After she laid an ootheca we celebrated by letting her enjoy a tasty cricket on the bed. This turned into an every night after work thing. When I eat in bed I always leave crumbs. She has never, ever dropped anything while eating. So every night you will find her on our bed eating and hanging out.






She likes to watch YouTube videos of other mantises.






Later I put on a video of mantises mating and the female eating the male's head off. When that started she turned her head down. I would never say that aloud if my girlfriend weren't there to see and confirm it because it sounds ridiculous. But after I changed the video to something else she went back to being mesmerized by it. When the video stops then she wants to go back to crawling around.


----------



## Salmonsaladsandwich (Oct 8, 2015)

Well actually this is a european mantis, so she's not from asia.


----------



## Gizmo (Oct 8, 2015)

Really? Thanks for clarifying.

She was completely brown when I first found her, and she changed color into what you see now. I went off all I could find on identifying them and I thought she was a Chinese mantis.
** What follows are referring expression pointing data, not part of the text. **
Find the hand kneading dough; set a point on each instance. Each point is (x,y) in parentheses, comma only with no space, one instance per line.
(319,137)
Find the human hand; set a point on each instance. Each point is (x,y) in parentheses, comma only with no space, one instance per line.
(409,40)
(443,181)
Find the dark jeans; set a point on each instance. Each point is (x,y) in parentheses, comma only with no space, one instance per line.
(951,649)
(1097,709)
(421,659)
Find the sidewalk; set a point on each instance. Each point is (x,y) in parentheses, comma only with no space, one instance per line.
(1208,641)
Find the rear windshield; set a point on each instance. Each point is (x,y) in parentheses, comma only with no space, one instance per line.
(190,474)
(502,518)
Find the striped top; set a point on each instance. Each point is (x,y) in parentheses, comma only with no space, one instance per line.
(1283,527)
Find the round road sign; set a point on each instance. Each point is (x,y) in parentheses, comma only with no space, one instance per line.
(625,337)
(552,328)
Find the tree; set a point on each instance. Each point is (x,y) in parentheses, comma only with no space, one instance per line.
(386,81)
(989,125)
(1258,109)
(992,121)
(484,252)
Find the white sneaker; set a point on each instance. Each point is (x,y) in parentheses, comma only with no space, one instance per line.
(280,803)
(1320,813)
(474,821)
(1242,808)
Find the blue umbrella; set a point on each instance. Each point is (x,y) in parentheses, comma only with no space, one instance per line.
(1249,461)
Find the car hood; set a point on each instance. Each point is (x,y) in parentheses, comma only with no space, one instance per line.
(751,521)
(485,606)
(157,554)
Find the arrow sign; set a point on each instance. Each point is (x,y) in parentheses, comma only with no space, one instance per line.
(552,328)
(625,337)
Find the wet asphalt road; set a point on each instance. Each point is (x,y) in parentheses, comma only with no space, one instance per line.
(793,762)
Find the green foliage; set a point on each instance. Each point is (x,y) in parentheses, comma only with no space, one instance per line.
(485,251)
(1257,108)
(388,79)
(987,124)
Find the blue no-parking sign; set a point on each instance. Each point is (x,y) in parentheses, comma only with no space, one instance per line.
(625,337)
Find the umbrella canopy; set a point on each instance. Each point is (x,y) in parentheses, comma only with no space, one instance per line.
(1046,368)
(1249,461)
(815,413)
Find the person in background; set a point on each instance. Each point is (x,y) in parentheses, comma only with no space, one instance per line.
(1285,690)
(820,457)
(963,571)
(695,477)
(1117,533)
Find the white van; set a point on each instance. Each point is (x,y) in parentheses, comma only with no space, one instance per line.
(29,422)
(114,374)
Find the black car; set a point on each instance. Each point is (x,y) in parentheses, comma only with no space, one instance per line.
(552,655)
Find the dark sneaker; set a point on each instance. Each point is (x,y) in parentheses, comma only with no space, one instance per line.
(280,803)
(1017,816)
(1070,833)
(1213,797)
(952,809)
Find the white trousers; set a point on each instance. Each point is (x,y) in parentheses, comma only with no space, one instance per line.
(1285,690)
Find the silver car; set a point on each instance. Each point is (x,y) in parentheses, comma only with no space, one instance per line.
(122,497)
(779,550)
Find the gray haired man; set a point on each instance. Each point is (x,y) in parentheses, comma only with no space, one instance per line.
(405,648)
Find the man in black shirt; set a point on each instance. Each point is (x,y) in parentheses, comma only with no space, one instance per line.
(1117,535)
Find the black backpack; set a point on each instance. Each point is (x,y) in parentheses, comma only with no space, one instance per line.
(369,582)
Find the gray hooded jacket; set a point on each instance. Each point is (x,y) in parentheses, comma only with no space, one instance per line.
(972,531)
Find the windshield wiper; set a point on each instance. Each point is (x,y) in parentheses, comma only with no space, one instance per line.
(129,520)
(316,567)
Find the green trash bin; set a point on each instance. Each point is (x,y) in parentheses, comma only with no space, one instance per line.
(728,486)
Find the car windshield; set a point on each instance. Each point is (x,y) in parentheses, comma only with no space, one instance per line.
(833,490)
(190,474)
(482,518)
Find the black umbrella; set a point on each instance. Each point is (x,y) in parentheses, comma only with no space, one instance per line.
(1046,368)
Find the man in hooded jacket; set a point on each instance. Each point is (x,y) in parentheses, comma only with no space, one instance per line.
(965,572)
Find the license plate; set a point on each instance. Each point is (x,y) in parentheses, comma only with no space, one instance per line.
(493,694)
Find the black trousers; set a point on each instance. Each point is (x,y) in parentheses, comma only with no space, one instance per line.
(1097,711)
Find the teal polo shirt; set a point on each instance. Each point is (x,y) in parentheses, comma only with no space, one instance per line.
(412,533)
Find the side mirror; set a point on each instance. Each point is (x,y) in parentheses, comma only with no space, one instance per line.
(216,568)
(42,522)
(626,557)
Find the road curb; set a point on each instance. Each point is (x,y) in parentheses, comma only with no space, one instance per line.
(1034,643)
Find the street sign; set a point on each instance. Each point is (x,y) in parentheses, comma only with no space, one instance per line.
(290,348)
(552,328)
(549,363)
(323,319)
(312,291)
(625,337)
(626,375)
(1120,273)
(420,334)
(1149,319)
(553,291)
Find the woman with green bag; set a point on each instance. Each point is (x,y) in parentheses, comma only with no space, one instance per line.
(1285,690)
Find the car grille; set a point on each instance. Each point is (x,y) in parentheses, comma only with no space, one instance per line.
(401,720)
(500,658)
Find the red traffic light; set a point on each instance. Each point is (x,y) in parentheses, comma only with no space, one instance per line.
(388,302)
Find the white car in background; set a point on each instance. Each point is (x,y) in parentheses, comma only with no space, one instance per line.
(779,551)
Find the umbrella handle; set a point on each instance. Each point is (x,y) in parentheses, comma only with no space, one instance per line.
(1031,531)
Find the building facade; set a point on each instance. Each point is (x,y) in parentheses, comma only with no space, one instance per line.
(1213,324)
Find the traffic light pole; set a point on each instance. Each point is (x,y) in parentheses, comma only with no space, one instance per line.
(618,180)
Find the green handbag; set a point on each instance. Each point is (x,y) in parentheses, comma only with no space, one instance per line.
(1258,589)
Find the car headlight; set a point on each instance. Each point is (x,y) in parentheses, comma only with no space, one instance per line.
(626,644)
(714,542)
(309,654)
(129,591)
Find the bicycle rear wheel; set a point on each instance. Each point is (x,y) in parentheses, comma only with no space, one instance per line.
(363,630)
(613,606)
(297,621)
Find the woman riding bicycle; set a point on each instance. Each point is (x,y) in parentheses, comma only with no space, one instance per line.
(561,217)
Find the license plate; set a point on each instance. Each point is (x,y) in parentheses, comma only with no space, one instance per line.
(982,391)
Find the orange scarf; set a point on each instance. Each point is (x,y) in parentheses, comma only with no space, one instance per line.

It's making more and more sense now where she came from. Apparently there is a place in Oregon where a lot of them can be found in the spring and that's where the parcel probably went before she came to us.


----------



## dmina (Oct 8, 2015)

Well she sure seems to enjoy her new home... and being spoiled... Great pictures.. Love the story...


----------



## Deacon (Oct 9, 2015)

Your posting really tickled me. So cute! These Mantis religiosa (European) are also found wild in the state of Washington. My neighbor found one sitting on a bag of fertilizer (straw-colored just like yours) in University Place just a few blocks from me, and a young friend of my grandson found one in their garage at their ski cabin up in Packwood (it was the bright green variety.) They both took pictures and the distinct yellow and black cat's eye on the front legs shows on both of them so I identified them in my mantis book. Keeping The Praying Mantis by Orin A. McMonigle. It also said they are the State Insect of Connecticut.

Wish I would find one in the wild! Lucky you. I have only raised two chinese mantids so far.

Thanks for your posting. My dog watches other dogs on tv, too.


----------



## Gizmo (Oct 9, 2015)

Thanks! How close to Portland are you in Washington? I was told by coworkers that their kids love to go to the Troutdale Outlet Mall because they find a number of mantis in the parking lot. I want to say this happens in the springtime, but I will get more details. I know I'm going to go there when they say the best time is and I'll report back to you what I find. And don't feel bad: I've lived in Oregon my whole life (Vancouver now) and only ever saw one other mantis in the wild.

She not only doesn't mind her picture being taken, but she seems to look in the direction of the camera when it's on her after the first pic.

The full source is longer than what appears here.